Forging Ahead

by Karen Sutton

 

Karen Sutton is a Contributing Writer to this journal.

 

The experience I have with Borderline Personality Disorder (BPD) can make me feel frustrated and alone sometimes. I have problems with abandonment issues, unstable relationships, self-image, impulsivity of self-harm, extreme mood swings, and chronic feelings of emptiness and anger.  I am working on them at a continuing day treatment program as well as with my therapist/case-manager.

 Because I feel agitated and anxious at times, I  feel like cutting my toe nails too short or burning my wrist with a cigarette.  After I harm myself, I feel relief from the negative feelings that I was having.  I have a hard time expressing my emotions.  When I start to feel this way, I get out my list of coping skills and use them until the feeling has passed. I am going to start to wear a rubber band around my wrist and put the nail clippers in the freezer so I will remember to use ice cubes when I feel the urge to burn myself or cut my toe nails. Knowing that the hotline is always there also helps me prevent myself from doing any self-harm.  I try to read the book The Skills Manual for Treating Borderline Personality Disorder every day.

My therapist did mention to me that I will have slip ups with my disorder.  My doctor has changed one of my medications to help me relieve the anxiety that I have been experiencing.  It is worse at night.  By doing things that I enjoy in my apartment, I will keep my mind active and distract myself from any negative thoughts. I will put things in a box that will help me when I start feeling anxious and the urge to do self-harm.  I call it “My Distress Box.”  What I put in it is a relaxation tape, cards, a puzzle, crafts and my favorite book.  I may put in it a list of things to do like take a shower, watch a comedy on TV or go for a walk. Also, I will have a list of emergency numbers like the hotline and my therapist.  I will start to use this to help me relax. 

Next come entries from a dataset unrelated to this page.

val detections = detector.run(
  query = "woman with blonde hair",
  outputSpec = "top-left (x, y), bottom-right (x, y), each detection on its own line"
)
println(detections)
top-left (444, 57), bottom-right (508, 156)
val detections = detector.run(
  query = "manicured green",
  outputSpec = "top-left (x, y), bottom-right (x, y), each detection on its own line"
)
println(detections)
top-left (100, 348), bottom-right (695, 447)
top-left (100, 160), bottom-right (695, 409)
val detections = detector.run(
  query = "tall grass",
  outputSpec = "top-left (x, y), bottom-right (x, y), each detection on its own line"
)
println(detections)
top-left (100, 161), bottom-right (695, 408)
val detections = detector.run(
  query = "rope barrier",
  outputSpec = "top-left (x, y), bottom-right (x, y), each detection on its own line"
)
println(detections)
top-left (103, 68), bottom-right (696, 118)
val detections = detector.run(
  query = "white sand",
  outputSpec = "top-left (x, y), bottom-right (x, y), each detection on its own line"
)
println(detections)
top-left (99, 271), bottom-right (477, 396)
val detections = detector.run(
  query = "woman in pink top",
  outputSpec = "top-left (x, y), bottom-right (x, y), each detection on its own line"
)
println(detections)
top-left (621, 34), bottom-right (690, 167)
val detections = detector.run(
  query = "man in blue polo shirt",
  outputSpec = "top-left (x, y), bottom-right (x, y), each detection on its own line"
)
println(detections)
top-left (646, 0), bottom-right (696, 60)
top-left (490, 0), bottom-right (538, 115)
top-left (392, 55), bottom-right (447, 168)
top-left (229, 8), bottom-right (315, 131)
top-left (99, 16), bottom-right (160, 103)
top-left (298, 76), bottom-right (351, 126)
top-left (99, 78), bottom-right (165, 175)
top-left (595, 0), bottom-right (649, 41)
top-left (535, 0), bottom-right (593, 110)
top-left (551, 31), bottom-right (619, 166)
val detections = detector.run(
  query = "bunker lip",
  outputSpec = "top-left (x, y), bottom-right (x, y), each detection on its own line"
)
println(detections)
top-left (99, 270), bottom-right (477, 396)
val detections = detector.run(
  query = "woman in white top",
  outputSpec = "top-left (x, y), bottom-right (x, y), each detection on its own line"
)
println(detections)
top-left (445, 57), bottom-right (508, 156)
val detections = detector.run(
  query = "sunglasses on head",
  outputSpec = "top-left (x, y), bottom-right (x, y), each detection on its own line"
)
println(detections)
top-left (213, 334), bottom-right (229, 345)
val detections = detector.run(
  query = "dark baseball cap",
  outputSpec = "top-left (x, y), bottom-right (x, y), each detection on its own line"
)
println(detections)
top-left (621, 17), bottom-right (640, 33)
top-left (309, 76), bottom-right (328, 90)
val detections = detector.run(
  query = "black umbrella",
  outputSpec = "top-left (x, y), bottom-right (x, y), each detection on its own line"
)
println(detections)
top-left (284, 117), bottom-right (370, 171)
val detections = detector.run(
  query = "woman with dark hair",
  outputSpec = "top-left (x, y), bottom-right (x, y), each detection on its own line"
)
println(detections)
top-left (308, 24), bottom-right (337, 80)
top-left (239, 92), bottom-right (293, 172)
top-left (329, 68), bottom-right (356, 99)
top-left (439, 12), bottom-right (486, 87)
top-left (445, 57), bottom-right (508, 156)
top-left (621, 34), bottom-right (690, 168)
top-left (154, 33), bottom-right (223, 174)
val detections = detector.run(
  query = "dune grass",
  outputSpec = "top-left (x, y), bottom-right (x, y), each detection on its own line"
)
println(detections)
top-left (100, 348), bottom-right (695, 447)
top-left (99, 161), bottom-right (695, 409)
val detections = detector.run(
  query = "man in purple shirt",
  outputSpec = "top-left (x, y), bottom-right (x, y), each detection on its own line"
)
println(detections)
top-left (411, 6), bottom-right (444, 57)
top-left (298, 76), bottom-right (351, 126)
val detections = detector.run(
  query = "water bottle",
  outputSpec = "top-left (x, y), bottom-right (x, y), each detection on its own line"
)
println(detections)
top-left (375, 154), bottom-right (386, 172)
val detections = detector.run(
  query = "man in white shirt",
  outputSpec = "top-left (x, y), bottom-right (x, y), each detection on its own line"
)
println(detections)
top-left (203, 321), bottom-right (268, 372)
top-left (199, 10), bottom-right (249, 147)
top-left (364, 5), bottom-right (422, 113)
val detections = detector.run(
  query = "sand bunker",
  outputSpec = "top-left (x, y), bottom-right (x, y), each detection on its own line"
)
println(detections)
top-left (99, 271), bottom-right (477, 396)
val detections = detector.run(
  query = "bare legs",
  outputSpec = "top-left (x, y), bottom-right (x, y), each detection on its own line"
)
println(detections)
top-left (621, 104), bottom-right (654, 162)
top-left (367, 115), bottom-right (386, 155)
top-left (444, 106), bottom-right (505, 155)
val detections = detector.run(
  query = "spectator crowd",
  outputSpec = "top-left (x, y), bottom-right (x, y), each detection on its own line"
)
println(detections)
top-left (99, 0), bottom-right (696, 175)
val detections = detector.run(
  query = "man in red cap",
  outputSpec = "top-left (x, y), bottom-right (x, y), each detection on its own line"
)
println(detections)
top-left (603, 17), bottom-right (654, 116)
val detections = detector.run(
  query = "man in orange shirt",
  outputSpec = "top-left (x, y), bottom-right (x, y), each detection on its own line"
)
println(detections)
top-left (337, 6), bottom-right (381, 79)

I am also going to get out and start meeting new people to make new friends. I have not done this lately.  If anyone has BPD this might help you.  I  want to see the stigma against BPD decrease. Each of us must combat it in every way we can with information, education and compassion.  The more people know about BPD, the sooner mistakes and stereotypes will fall by the wayside.  I would also like to see a support group in Niagara County for people who have this disorder and who are co-dependent, another one of my problems. If anyone wants to start a support group, please contact the Mental Health Association in your area.

I still have my mood swings with Manic Depression, but I have been coping with them pretty well.  I stay on medication and I write in my journal daily. 

This is coming from my heart to yours, remember to love yourself and I will do the same.